Comencé a sentir como si estuviera en un sueño, y el techo de ladrillo comenzó a derretirse como si fuera de chicle, las paredes comenzaron a escurrirse y en un abrir y cerrar de ojos, el techo se desplomó sobre nosotros. Aquello era una pesadilla, quería despertar con todas mis fuerzas, pero estaba equivocado, era tan real como las pequeñas gotas de sangre y sudor que escurrían en mi frente, mis amigos quedaron atrapados en aquella habitación debajo de los ladrillos, fui incapaz de poder ayudarlos, la parte en la que yo estaba había logrado resistir el derrumbe y había escapado por poco, tenía tanto miedo que solo pensé en correr y corrí lejos, corrí egoístamente dejando a mis amigos de infancia en una sepultura de confusión y terror.
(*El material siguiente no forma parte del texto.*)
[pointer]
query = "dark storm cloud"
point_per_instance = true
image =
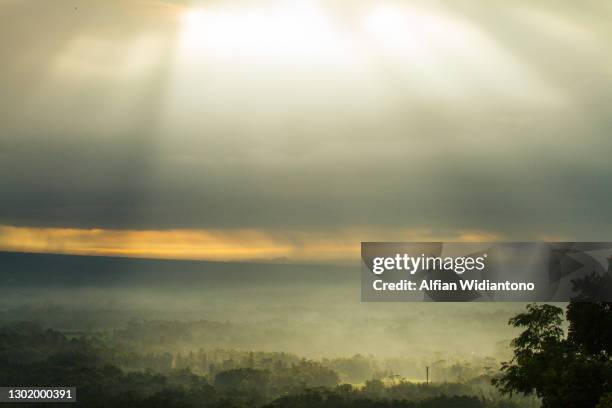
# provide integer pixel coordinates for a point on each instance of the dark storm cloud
(108, 122)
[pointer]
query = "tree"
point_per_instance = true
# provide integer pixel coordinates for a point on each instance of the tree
(573, 371)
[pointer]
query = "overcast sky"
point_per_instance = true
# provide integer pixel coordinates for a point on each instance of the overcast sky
(296, 120)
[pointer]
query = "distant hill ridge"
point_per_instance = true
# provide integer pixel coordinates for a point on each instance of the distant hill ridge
(54, 270)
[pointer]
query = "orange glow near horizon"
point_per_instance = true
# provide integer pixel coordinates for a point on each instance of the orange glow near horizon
(216, 245)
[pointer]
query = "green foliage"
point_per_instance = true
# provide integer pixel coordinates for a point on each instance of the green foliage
(573, 371)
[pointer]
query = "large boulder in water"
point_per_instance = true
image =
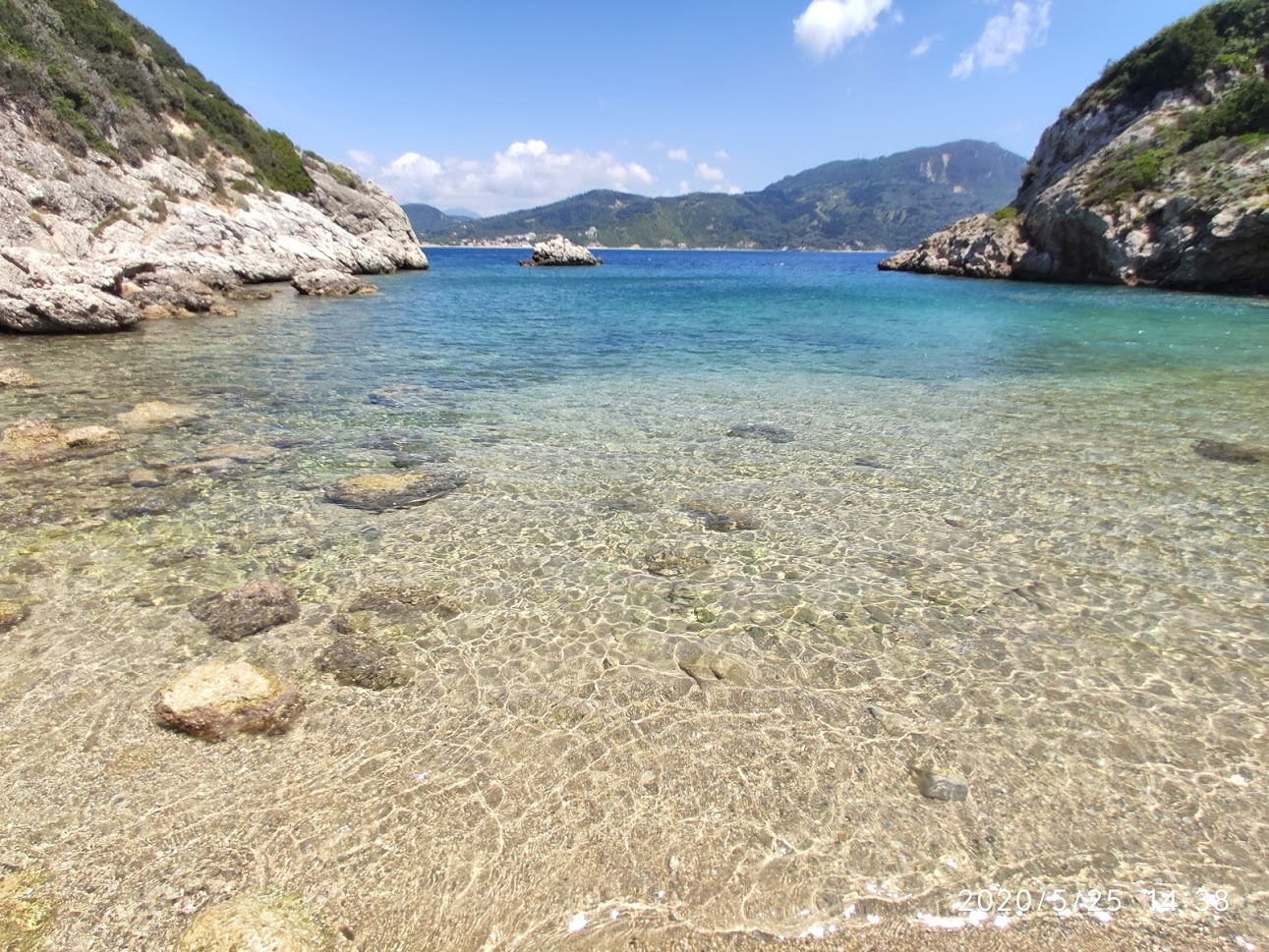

Logré llegar a una cerco de piedra donde apenas y podía ver la pequeña casita, quería volver, pero no sabía como, mis piernas ya no me respondían. Si volvía a pedir ayuda tal vez ya sería demasiado tarde para mis amigos. Intenté reunir valor para volver, y escuché aquel ruido tan extraño, era como si hubiera fragmentos de metal tallándose unos con otros, la casa comenzó a moverse y una de las habitaciones se despegó del suelo, "maldita sea", que era todo aquello, no podía entender que estaba sucediendo, pero mi miedo estaba llegando a horizontes totalmente desconocidos para mí. Me temblaba todo el cuerpo, y una lágrima corrió por mi mejilla sin que yo pudiera darme cuenta.

Otra habitación más se despegó del suelo, vaya lío. No podía creer lo que estaba pasando y en un abrir y cerrar de ojos la casa se erigió y pude distinguir entre los árboles una silueta semihumana, formada con con el conjunto de estructuras que originalmente eran una casa. Que espanto, que horrible, que feo, era todo aquello, y de repente se giró y pude sentir como su miraba, era una sensación escalofriante, no tenía ojos, sin embargo podía sentir su penetrante mirada. 

Un par de pequeños animales de colores corrieron a refugiarse en el cerco, parecían estar hechos de gelatina, de enormes gelatinas multicolores. Luego en un movimiento frío comenzó a moverse aquel enorme espectro urbano y se perdió entre los árboles del bosque lentamente. Jamás volví a ver aquella casa, ni a mis amigos. Cuentan que aquel edificio vaga de montaña en montaña, aguardando pacientemente por jóvenes curiosos que deciden adentrarse en el.